Some call it "Spring Break for Chefs"; others term it a "Bacchanal on the Beach." Whatever its title, the South Beach Wine & Food Festival, soon to celebrate its 14th year, is a multiday extravaganza for those of us who love to eat, drink, and mingle with the likes of Guy Fieri and Rachael Ray. The festival, which boasts more than 70 events, parties, seminars, and dinners, takes over Miami Beach and, like a Pinot-scented kudzu, is slowly creeping over midtown Miami as well. Sure, ticket prices can be steep, but who would put a price on the opportunity to share a burger with Food Network stars like Geoffrey Zakarian and Martha Stewart or be in the audience when Paula Deen rides Robert Irvine like a pony? Even the festival creator, Lee Brian Schrager, has become a celebrity, hosting his first seminar this past year. Can't afford a $300 ticket? You'll still have your shot to eat, drink, and be merry with your favorite famous foodies — just hang out at a favorite watering hole like Club Deuce or the Broken Shaker and wait for Anthony Bourdain or Scott Conant to stroll in for a nightcap. What puts the cherry on this cake? The entire weekend — next year planned for February 19 to 22 — benefits Florida International University's Chaplin School of Hospitality & Tourism Management and the Southern Wine & Spirits Beverage Management Center.
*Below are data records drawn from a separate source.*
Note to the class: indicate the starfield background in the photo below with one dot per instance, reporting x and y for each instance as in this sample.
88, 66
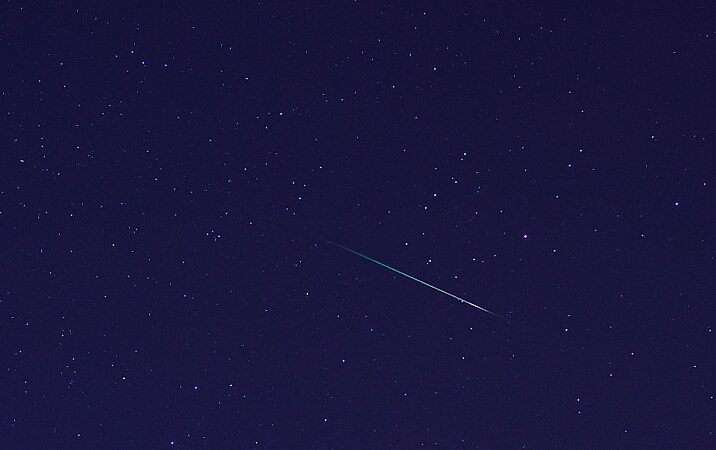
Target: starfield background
166, 167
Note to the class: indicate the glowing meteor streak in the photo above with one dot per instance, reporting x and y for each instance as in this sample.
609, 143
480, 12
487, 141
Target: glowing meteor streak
413, 278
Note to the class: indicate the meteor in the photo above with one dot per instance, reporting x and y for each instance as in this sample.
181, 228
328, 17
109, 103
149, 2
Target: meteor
462, 300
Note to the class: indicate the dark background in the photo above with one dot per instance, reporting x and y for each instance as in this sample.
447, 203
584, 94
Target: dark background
163, 166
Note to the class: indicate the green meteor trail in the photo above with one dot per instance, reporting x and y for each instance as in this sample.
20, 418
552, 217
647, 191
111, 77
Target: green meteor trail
413, 278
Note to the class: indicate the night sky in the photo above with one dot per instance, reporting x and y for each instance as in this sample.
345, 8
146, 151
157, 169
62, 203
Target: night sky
167, 170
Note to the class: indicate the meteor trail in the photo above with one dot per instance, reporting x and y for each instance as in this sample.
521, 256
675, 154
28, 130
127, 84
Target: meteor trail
412, 277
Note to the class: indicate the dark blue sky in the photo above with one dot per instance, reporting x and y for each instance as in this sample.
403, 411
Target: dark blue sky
165, 168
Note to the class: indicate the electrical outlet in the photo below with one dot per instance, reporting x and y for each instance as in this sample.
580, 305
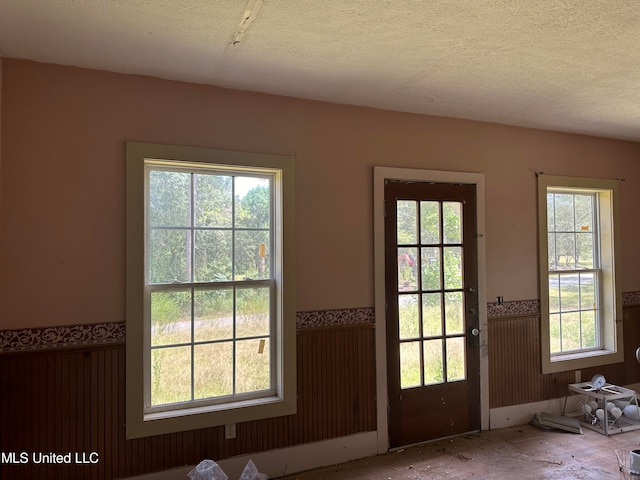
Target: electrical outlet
230, 431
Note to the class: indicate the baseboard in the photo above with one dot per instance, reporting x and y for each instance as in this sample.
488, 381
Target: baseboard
286, 461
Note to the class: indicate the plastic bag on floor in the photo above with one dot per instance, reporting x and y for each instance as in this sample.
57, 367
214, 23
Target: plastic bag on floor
250, 472
207, 470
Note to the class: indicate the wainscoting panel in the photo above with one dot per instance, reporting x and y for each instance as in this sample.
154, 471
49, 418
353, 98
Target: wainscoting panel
514, 360
73, 400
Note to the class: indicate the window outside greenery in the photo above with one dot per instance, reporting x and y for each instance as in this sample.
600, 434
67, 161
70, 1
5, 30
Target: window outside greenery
209, 277
580, 299
574, 271
210, 324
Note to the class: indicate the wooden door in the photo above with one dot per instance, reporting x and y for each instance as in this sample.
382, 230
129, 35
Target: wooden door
433, 356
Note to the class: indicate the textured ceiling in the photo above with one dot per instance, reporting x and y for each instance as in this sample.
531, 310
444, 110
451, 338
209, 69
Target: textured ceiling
566, 65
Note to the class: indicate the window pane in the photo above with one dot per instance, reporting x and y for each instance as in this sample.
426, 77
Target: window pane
253, 199
569, 292
550, 213
431, 314
554, 292
169, 199
213, 200
456, 359
429, 222
433, 362
407, 227
407, 269
170, 317
410, 364
589, 330
452, 222
170, 375
252, 312
169, 256
454, 313
431, 268
570, 323
452, 267
213, 370
564, 212
213, 310
553, 262
213, 255
554, 333
252, 254
252, 365
584, 213
408, 318
565, 251
584, 250
587, 291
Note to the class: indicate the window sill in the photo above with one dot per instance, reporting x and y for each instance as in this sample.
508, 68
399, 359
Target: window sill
579, 361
Take a swig of rum, close your eyes, and picture the perfect concert. Palm trees sway in the cool breeze sliding off the ocean just a few feet away. The band — let's say world-renowned Malian guitarist Bombino and his desert-rock outfit making their South Florida debut — jams out in a restored art deco band shell with perfect acoustics. The crowd sways under the stars, pressed close in the intimate space. It's no fantasy, amigo. That was just the scene at this year's Heineken TransAtlantic Festival, one of Miami's great recurring series in the Magic City's finest outdoor music venue. The North Shore Park Band Shell, tucked just off Collins Avenue in the center of North Beach, has become a key piece of Miami Beach's music scene since a nine-month renovation in 2011 restored the deco gem. Between regular free shows featuring local symphony orchestras and jazz groups (and weekly free outdoor movie nights for locals), the band shell is an astounding place. It also hosts more ambitious efforts like the TransAtlantic Festival, which bring acclaimed international acts — like Bombino and Chilean electro-stars Astro this year — for their Florida debuts.